X_train.shape, X_test.shape

((513, 30), (56, 30))

def sigmoid(x):
return 1. / (1. + np.exp(-x))

sigmoid = np.vectorize(sigmoid)

learning_rate = 5e-4
m = 750
max_iter = 5_000

# regularization
alpha = 10e-3

w = np.random.randn(1, X_train.shape)
b = np.random.randn()

for _iter in range(max_iter):
batch_indices = np.random.choice(X_train.shape, size = m, replace = True)
batch = X_train[batch_indices].T
_y = y_train[batch_indices].reshape(1, m)
assert batch.shape == (X_train.shape, m), 'Batch shape constraint failed'
activation = np.dot(w, batch) + b
assert activation.shape == (1, m), 'Activation shape constraint failed'
y_hat = sigmoid(activation)
assert y_hat.shape == activation.shape, 'Prediction shape constraint failed'

if _iter % 500 == 0:
# Calculate current accuracy
y_pred_test = np.dot(w, X_test.T) + b
y_pred_test[y_pred_test >= 0.5] = 1
y_pred_test[y_pred_test < 0.5] = 0
print('Iter : %d | Current accuracy on test set %.2f%%: ' % (_iter,
100 * accuracy_score(y_test, y_pred_test.T)))

da = y_hat - _y
assert da.shape == activation.shape, 'Activation derivative shape constraint failed'
dw = np.matmul(batch, da.T).T
assert dw.shape == w.shape, 'Weights derivative shape constraint failed'
db = np.sum(da)
# Update parameters
w -= learning_rate * ( dw + 2. * alpha * np.linalg.norm(dw) )
b -= learning_rate * ( db + 2. * alpha * np.abs(db) )
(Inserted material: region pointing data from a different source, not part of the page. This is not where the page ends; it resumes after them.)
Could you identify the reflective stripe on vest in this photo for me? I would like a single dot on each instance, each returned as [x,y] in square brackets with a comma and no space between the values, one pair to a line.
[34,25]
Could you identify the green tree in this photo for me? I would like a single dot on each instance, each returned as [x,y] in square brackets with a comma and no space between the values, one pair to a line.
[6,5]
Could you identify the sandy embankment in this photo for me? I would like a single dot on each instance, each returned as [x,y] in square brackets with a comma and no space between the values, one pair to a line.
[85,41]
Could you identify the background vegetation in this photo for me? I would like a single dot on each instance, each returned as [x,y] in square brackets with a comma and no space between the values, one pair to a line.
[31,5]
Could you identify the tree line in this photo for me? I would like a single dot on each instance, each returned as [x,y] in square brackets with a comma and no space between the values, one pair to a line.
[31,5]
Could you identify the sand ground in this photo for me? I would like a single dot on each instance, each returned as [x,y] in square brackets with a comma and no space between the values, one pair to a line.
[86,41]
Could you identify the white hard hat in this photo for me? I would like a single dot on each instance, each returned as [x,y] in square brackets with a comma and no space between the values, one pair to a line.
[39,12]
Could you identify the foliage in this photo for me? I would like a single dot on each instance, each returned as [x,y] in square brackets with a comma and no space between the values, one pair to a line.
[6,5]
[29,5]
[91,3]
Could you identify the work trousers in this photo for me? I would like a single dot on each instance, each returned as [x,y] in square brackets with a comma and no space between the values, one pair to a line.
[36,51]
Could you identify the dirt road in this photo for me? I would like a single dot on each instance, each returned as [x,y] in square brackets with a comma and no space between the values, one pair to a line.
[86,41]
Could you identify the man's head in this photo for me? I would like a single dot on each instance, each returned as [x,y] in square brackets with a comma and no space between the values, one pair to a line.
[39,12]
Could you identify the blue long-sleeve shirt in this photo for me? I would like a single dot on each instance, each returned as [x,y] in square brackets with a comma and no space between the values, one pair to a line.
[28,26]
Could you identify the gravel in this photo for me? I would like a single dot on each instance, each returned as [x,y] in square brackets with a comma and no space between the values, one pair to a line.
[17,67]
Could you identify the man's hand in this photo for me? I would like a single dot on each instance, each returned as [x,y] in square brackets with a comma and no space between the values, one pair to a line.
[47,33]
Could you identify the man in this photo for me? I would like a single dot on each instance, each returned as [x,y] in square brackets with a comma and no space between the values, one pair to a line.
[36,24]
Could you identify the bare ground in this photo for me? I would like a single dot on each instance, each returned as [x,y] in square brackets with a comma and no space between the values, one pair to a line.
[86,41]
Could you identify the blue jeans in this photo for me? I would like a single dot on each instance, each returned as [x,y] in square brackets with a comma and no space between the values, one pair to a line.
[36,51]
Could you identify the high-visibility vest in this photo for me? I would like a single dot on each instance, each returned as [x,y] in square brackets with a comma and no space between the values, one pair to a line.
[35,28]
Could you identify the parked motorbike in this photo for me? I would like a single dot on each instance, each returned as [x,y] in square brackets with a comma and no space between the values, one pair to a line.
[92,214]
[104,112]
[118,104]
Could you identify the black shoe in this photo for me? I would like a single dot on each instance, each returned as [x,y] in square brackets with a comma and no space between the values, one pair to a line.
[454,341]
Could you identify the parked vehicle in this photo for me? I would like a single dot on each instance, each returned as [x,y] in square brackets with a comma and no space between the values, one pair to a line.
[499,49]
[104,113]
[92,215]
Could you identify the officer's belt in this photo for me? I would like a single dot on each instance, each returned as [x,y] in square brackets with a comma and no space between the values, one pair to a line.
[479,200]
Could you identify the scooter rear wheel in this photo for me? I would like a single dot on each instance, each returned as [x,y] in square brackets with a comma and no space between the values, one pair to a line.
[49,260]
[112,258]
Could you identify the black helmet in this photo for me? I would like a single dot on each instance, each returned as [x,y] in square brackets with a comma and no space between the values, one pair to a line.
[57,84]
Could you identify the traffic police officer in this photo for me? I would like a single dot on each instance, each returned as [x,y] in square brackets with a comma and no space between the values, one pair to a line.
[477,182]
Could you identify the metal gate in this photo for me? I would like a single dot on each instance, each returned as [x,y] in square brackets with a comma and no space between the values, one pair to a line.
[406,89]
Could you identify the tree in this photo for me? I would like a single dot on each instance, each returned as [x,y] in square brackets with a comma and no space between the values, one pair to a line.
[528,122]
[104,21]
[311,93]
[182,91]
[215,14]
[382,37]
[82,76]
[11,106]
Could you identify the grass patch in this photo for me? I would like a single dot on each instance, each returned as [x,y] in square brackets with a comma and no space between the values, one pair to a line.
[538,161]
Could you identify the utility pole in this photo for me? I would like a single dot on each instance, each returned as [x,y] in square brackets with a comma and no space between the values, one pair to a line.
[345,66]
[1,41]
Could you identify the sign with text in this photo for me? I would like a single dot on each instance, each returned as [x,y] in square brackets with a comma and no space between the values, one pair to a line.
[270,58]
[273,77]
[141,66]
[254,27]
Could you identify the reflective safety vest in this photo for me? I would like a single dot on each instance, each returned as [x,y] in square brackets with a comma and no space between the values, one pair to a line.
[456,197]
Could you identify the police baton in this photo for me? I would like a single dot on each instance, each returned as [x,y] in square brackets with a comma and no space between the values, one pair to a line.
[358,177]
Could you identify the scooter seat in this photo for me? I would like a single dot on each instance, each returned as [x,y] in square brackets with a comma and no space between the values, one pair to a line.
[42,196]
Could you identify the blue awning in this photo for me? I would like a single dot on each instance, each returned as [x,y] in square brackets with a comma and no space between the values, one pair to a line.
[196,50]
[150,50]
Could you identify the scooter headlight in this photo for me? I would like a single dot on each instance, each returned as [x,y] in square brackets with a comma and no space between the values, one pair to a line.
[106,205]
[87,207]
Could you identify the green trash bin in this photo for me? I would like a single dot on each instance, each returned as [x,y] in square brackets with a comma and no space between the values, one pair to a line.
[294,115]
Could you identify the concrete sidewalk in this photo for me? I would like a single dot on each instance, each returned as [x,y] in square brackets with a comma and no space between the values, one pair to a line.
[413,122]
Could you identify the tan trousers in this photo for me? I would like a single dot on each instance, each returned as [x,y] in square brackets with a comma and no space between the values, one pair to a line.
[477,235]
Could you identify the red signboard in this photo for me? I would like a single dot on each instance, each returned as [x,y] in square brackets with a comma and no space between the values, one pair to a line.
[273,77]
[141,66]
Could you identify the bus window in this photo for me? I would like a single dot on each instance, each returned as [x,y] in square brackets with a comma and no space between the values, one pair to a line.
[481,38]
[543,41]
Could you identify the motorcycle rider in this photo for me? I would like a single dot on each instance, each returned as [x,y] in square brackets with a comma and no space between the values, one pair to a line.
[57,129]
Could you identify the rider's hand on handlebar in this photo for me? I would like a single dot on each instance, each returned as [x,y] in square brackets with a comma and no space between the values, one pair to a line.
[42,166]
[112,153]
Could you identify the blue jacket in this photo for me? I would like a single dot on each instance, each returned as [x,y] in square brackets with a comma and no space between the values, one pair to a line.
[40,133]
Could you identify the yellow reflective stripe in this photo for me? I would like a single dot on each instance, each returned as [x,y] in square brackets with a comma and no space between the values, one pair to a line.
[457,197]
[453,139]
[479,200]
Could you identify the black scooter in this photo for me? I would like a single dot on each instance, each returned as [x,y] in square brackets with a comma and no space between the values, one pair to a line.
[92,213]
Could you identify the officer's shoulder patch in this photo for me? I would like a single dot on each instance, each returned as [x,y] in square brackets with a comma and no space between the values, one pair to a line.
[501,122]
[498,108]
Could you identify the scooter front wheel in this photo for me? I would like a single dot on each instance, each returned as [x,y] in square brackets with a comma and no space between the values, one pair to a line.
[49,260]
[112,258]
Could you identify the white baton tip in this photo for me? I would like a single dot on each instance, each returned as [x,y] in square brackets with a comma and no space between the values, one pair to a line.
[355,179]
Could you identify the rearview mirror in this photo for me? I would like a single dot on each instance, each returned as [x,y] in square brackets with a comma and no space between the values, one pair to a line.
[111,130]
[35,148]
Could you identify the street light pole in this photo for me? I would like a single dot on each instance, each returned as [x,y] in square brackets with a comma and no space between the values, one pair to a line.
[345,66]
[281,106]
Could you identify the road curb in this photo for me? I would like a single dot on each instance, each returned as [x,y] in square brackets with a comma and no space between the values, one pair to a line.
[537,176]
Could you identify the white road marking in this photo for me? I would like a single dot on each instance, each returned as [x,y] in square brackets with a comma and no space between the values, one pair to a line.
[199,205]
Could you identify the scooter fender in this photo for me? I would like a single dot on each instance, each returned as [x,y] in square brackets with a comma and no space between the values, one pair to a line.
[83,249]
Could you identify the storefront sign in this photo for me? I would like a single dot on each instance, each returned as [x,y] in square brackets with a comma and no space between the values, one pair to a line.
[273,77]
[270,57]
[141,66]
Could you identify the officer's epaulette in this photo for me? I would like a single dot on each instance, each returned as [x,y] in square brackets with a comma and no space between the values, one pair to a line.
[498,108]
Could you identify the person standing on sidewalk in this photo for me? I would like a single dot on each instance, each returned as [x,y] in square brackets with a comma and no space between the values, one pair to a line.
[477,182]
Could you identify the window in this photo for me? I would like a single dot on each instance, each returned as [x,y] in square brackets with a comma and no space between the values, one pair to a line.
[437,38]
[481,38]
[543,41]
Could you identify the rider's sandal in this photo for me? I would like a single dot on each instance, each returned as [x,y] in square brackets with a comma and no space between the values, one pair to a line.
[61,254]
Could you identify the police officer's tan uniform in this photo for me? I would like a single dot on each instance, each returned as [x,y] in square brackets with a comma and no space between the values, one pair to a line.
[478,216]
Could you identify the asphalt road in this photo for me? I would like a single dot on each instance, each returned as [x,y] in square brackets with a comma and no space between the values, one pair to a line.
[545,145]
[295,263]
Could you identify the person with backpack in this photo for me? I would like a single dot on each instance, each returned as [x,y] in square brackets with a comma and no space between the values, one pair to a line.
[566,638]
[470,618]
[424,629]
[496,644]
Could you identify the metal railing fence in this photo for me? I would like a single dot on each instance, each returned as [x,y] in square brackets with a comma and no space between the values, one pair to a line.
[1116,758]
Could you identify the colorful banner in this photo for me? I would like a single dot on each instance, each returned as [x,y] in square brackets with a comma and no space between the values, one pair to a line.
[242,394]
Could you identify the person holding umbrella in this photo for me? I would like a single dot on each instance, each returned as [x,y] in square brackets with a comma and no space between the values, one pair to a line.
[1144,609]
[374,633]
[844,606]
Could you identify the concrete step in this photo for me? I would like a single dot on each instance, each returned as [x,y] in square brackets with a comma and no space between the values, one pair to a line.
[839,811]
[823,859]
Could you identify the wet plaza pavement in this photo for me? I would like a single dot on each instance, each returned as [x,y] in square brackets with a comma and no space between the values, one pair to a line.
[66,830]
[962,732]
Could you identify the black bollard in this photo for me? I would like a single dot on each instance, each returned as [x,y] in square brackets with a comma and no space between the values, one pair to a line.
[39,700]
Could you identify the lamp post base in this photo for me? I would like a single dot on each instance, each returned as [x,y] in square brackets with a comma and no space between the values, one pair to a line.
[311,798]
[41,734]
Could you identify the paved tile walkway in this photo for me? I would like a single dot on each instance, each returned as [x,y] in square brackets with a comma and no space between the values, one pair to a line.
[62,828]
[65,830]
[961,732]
y_pred_test = np.dot(w, X_test.T) + b
y_pred_test[y_pred_test >= 0.5] = 1
y_pred_test[y_pred_test < 0.5] = 0
print('Final accuracy : %.2f%%' % (100 * accuracy_score(y_test, y_pred_test.T)))

Iter : 0 | Current accuracy on test set 16.07%:
Iter : 500 | Current accuracy on test set 98.21%:
Iter : 1000 | Current accuracy on test set 96.43%:
Iter : 1500 | Current accuracy on test set 96.43%:
Iter : 2000 | Current accuracy on test set 96.43%:
Iter : 2500 | Current accuracy on test set 98.21%:
Iter : 3000 | Current accuracy on test set 98.21%:
Iter : 3500 | Current accuracy on test set 98.21%:
Iter : 4000 | Current accuracy on test set 98.21%:
Iter : 4500 | Current accuracy on test set 98.21%:
Final accuracy : 98.21%


Here the final accuracy is 98.21%. Which seems to be pretty amazing for such a simple algorithm.